それにこの人、結構面白い人なんですよ。どうするか見てみてもいいかなと思いました」
「情報が完全に筒抜けだったみたいですね」ミハイルも穏やかな口調で言った。「諜報担当の筆頭補佐官、という肩書きは、やっぱり伊達じゃなかった。僕がどこでヘマをしたのか、教えてもらってもいいでしょうか」
「あんたは別にヘマなんざしませんでしたよ。初めっからアバルキナが怪しいと思っていたんで」
イーシャットはこともなげに言う。偽の近衛たちを始末し終えたマスタードラがのっそりやって来たので、ミハイルに剣を突きつける役割を変わってもらい、イーシャットはやれやれ、と言うようにため息をついた。
「王宮が崩れる直前、エリカが異国風の服を着ていた。――あれがどこから出てきたのかが、ずっと不思議でしてね。ティファ・ルダの財宝の中にああいうものがあったのか、と思って、ベスタの地下神殿に行ってみたんですが、あそこには、妙にはっきりした色の付いた革のおかしな背嚢がひとつと、それから、子供の服だけがありました。エリカが着ていたような大きさの服はひとつもなかった。よく考えりゃ当たり前なんです。十年前、姫は九歳だった。エリカだって九歳だった。成長したエリカの体格に合う服を、九歳だった姫たちが持ってたはずがないんですから。風変わりな意匠のワンピースと複雑な編み込みの上着――アナカルシス近辺であんな変なもの作らせたら噂にならないわけがない。女たちの反応を見りゃ、あの衣類はかなり人気が出そうだってわかる。
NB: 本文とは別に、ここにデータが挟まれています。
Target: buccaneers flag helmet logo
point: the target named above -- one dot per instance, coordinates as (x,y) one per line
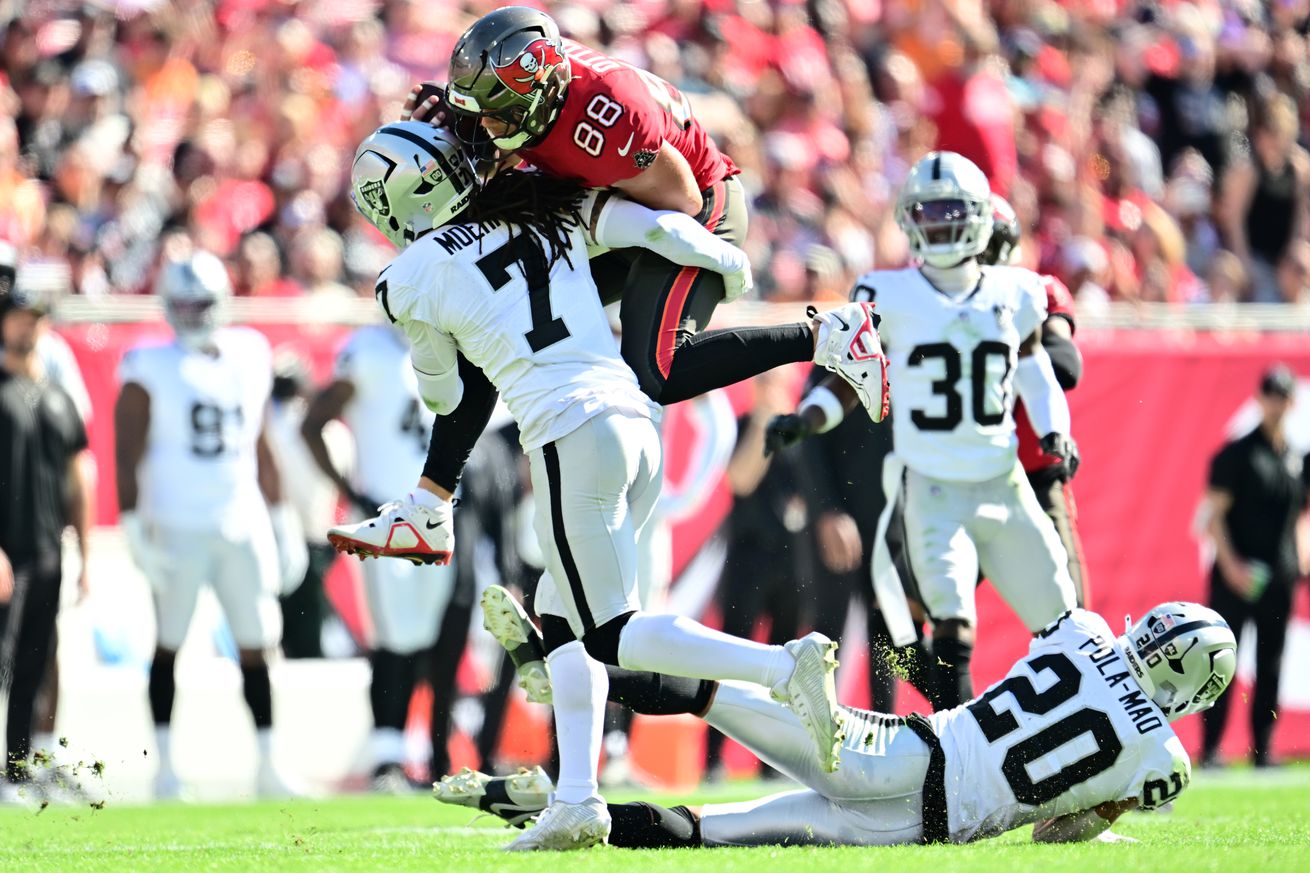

なのに利にさとい商人たちが似たものを作らせないわけもない。不審な死に方をした名のある職人もいなかった。色々調べましたが、エリカはあれを作らせるのに、たぶん外国を使ったのだろう、と思いました。その過程で、町中に根も葉もないエルギン様の噂が流れ出してるのにも気づいた。こりゃ乗っ取りだな、とピンときまして」
「そこでピンとこないで欲しいな」ミハイルは困ったように笑う。「その段階でピンと来られちゃ、お手上げですよ」
「それでまあ、その噂に便乗することにしたんです。マスタードラにはケガしたふりして引っ込んでてもらいました。こいつがエルギン様の傍にいちゃ、計画なんて初めから終わりまでぜーんぶダダ漏れになっちまいますからね」
「スヴェンはどこ行ったの?」
オーレリアが訊ね、イーシャットは意地悪く笑った。
「あいつはカーディス様が連れてってくれました。頭が硬いですからね、連れてってもらえて、助かりましたよ」
「エルギン=アナカルシス国王陛下。僕はあなたが羨ましい」
ミハイルが言い、エルギンは、うん、と言ってしゃがみ込んだ。ミハイルと視線を合わせて、言う。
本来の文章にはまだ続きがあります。